Anche il palato di coloro che bramano imprevedibili traiettorie sonore non resterà a bocca asciutta quando, sabato 8 ottobre, imperverserà il New Zion Trio. La formazione, guidata dall’eclettico polistrumentista e compositore Jamie Saft, esplora l’universo della musica Dub da una prospettiva del tutto personale, giungendo alla terza prova discografica con “Sunshine Seas”, forte dell’innesto del noto percussionista brasiliano Cyro Baptista. Destrutturazioni altrettanto ardite di brani dance, pop e rock filtrate attraverso il background jazzistico di tre menti creative come quelle dei Bad Plus, il cui tour europeo farà tappa al Torrione sabato 15 ottobre, confluiranno nella presentazione di “It’s Hard”.

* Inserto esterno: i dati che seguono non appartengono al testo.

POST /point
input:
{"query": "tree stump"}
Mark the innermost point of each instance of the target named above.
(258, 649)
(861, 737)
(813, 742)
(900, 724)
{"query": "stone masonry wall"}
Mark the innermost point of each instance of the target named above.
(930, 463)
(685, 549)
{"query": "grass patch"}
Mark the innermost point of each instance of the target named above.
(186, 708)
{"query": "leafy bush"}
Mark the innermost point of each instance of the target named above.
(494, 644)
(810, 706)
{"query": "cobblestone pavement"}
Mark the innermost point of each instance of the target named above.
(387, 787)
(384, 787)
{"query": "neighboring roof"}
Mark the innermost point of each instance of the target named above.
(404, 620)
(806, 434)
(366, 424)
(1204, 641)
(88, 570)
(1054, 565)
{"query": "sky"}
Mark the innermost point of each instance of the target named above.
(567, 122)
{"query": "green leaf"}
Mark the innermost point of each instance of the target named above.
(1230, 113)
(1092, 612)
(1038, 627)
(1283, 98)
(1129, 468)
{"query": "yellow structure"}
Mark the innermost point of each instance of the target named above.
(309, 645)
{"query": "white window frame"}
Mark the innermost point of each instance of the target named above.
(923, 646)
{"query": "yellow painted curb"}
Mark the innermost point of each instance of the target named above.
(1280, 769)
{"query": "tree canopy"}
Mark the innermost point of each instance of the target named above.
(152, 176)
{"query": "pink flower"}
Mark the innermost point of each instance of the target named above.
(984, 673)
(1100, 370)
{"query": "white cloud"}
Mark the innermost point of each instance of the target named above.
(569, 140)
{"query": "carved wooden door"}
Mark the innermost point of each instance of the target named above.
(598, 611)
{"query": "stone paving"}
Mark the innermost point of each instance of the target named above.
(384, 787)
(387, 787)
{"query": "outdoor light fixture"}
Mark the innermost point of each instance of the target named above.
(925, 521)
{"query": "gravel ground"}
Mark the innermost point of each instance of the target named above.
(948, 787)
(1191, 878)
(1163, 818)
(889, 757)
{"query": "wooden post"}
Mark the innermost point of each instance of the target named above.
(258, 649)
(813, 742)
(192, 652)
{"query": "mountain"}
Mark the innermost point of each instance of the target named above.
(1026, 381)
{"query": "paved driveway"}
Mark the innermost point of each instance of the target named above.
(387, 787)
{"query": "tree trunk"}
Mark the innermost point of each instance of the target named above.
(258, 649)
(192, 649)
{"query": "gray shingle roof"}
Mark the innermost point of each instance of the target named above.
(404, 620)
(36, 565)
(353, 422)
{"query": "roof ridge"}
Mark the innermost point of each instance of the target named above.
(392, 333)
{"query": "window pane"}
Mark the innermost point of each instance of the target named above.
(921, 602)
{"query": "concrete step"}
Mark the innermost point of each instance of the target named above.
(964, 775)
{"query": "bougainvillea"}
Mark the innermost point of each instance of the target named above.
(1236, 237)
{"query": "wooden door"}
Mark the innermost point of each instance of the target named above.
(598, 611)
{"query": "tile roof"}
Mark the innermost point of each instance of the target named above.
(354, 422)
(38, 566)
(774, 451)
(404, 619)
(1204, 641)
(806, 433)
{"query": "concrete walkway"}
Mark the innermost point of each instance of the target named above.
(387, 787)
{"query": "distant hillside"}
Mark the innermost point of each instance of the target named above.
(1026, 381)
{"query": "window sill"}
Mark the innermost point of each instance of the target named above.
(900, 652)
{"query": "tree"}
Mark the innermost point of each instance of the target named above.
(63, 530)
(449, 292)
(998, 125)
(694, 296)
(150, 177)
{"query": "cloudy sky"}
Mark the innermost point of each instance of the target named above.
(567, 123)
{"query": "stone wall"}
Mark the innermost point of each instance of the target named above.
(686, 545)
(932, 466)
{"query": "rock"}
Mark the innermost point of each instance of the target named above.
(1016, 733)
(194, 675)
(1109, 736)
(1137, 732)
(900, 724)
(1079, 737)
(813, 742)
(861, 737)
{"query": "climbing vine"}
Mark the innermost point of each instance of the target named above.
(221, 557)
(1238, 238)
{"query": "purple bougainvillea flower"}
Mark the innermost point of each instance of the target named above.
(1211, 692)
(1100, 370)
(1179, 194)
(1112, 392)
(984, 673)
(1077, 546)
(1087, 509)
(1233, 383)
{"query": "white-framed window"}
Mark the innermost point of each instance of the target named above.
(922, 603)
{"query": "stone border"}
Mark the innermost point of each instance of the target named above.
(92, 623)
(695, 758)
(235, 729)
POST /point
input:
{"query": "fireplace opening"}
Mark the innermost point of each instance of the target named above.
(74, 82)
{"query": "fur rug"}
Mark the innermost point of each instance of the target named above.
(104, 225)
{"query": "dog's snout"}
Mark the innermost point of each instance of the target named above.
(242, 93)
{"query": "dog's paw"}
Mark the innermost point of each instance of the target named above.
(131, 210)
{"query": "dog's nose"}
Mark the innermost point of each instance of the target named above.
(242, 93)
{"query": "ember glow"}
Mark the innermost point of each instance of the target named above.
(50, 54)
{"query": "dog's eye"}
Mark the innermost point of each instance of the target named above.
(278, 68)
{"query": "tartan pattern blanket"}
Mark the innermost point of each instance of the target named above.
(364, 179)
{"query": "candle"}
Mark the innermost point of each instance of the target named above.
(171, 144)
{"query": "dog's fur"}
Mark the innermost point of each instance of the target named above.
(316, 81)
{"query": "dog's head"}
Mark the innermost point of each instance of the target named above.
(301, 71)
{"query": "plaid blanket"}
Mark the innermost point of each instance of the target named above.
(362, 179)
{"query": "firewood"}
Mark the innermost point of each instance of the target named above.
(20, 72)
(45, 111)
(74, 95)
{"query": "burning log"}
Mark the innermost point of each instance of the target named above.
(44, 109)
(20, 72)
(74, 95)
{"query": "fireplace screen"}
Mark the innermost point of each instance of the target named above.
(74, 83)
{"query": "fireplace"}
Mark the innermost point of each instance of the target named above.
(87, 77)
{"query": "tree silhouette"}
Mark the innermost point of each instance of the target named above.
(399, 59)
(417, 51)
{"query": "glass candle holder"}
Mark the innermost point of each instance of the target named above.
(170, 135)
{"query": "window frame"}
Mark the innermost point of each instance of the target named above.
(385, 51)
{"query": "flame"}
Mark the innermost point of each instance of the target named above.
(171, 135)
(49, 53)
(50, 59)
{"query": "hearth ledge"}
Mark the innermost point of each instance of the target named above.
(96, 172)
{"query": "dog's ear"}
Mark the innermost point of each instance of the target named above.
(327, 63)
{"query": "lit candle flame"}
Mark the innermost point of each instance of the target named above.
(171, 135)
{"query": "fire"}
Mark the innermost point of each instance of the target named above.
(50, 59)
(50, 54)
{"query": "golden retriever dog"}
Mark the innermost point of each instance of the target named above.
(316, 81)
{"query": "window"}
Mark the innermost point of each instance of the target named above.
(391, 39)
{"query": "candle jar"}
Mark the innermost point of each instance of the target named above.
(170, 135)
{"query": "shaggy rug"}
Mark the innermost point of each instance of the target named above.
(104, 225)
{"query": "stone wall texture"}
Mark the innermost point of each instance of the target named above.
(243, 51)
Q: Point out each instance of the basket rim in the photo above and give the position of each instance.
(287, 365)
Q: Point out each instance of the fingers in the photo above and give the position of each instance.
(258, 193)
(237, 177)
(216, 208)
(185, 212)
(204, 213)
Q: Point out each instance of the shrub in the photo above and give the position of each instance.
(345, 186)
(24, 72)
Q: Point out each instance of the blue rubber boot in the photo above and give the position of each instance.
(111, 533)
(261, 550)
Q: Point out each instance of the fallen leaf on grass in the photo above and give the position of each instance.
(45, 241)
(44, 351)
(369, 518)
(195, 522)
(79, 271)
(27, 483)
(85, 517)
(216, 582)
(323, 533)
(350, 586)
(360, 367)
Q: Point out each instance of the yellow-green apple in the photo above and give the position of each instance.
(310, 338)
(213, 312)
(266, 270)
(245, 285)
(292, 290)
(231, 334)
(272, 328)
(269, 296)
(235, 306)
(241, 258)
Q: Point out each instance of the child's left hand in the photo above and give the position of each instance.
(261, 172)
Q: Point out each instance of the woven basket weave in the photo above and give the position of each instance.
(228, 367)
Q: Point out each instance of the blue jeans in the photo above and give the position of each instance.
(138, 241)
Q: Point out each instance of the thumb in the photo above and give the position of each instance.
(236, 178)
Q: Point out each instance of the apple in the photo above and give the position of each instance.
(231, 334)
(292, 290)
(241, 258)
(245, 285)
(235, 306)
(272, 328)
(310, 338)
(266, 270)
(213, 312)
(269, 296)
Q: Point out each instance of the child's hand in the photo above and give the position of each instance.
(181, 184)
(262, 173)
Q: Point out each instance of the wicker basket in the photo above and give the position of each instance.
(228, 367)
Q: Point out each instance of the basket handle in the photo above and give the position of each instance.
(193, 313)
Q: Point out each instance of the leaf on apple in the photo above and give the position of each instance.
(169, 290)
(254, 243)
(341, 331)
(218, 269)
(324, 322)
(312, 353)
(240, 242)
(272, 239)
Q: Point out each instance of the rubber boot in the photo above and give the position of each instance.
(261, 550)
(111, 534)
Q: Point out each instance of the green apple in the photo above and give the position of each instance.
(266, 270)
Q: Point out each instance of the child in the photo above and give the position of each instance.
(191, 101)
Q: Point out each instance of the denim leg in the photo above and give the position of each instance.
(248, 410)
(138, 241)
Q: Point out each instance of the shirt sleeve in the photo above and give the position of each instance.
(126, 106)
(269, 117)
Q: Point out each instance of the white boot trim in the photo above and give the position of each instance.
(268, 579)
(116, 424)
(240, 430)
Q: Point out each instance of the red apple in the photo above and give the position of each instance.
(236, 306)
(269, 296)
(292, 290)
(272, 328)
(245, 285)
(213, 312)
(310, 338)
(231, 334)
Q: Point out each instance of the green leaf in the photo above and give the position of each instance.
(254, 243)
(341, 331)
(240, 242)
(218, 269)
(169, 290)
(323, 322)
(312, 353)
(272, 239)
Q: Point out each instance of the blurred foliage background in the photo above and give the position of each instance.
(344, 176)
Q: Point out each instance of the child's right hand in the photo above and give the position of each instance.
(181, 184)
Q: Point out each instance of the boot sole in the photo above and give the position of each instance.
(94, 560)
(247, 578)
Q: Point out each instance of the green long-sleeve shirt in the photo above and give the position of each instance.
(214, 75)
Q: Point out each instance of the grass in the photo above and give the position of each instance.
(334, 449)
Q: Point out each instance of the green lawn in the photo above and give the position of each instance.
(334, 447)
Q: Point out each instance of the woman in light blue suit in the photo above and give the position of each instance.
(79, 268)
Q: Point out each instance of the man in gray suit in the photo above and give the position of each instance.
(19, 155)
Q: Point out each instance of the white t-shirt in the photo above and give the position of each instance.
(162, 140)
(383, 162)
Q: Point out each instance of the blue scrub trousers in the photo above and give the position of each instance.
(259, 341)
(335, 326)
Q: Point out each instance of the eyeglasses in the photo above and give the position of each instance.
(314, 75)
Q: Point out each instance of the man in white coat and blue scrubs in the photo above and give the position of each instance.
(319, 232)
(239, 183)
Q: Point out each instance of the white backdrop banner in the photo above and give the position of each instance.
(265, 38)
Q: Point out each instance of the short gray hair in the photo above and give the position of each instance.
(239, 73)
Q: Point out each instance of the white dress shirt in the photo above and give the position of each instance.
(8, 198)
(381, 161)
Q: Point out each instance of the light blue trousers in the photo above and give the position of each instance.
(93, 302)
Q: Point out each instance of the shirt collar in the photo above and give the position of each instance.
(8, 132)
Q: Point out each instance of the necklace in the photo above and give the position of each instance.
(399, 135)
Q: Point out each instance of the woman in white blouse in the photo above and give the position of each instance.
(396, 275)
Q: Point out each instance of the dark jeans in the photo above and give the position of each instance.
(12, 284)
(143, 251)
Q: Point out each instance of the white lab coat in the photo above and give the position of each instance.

Il nostro viaggio riprende alla volta dell’EUROPA. Nuovo e Vecchio Continente, ricerca e tradizione, s’incontrano (sabato 22 ottobre in collaborazione con Bologna Jazz Festival) nella trasversalità di linguaggio e nella forte personalità musicale del duo tedesco-americano formato da Theo Bleckmann (voce) e Ben Monder (chitarra). Il primo già con Steve Coleman, John Zorn, Philip Glass e Laurie Anderson. Il secondo ha esordito con Paul Motian per arrivare alla recente partecipazione come chitarrista solista nel disco “Black Star” di David Bowie. La staffetta passa, venerdì 4 novembre, al trio elettrico di un autentico virtuoso dello strumento, il trombonista svizzero Samuel Blaser, affiancato da Marc Ducret alla chitarra e Peter Bruun alla batteria (in collaborazione con Bologna Jazz Festival), mentre, sabato 17 dicembre, il palco del Torrione ospiterà uno degli innovatori del jazz europeo a cui va l’indiscusso merito di avere contribuito a plasmarne l’originalità. Stiamo parlando del  polistrumentista francese Michel Portal che, accompagnato dal pianista serbo Bojan Z, il cui sodalizio dura da circa una decina d’anni, ci saprà regalare quella miscela fatta di elementi della cultura europea, sia colta che popolare, tra tradizione e sperimentazione, che ne firma l’estetica (in collaborazione con Ferrara Musica). Dalla swinging London, infine, ci lasceremo sedurre dalla giovane Ala.Ni, corista dei Blur e già con Mary J. Blige, che presenterà “You & I”, suo disco d’esordio (mercoledì 7 dicembre, in collaborazione con Only Good Music).
L’appuntamento con il grande jazz italiano si rinnova invece, sabato 10 dicembre, con il personalissimo pianismo, tanto permeato di storia quanto proiettato al domani, di Franco D’Andrea accompagnato da Aldo Mella al contrabbasso e Zeno De Rossi alla batteria. L’originalità la fa da padrona anche ne’ “Il grande Abarasse”, progetto del cantante e compositore John De Leo che, accompagnato da un anomalo ensemble di ingegnosi, quanto spericolati strumentisti, ne ricreerà dal vivo le sonorità, la canzone e i suoi deflussi, l’astrazione jazzy, le alchimie tra acustico ed elettronico, fino alle atmosfere classiche e contemporanee (sabato 19 novembre). Svariate sono le fonti da cui attinge anche la cantautrice milanese Simona Severini nell’alternare sue canzoni a rivisitazioni di brani che vanno da Lucio Dalla a Brian Eno, passando per Gabriel Fauré, pur sempre mantenendo una forte matrice folk e un approccio interpretativo di spiccata intensità (venerdì 9 dicembre). Chiuderà, infine, la prima parte di Ferrara in Jazz 2016 – 2017, venerdì 23 dicembre, la splendida voce soul e gospel della cantante italo-algerina Karima che, accompagnata dal Dado Moroni Trio, ci trasporterà nella magia del Natale eseguendo, tra altri, temi cari al repertorio jazzistico statunitense.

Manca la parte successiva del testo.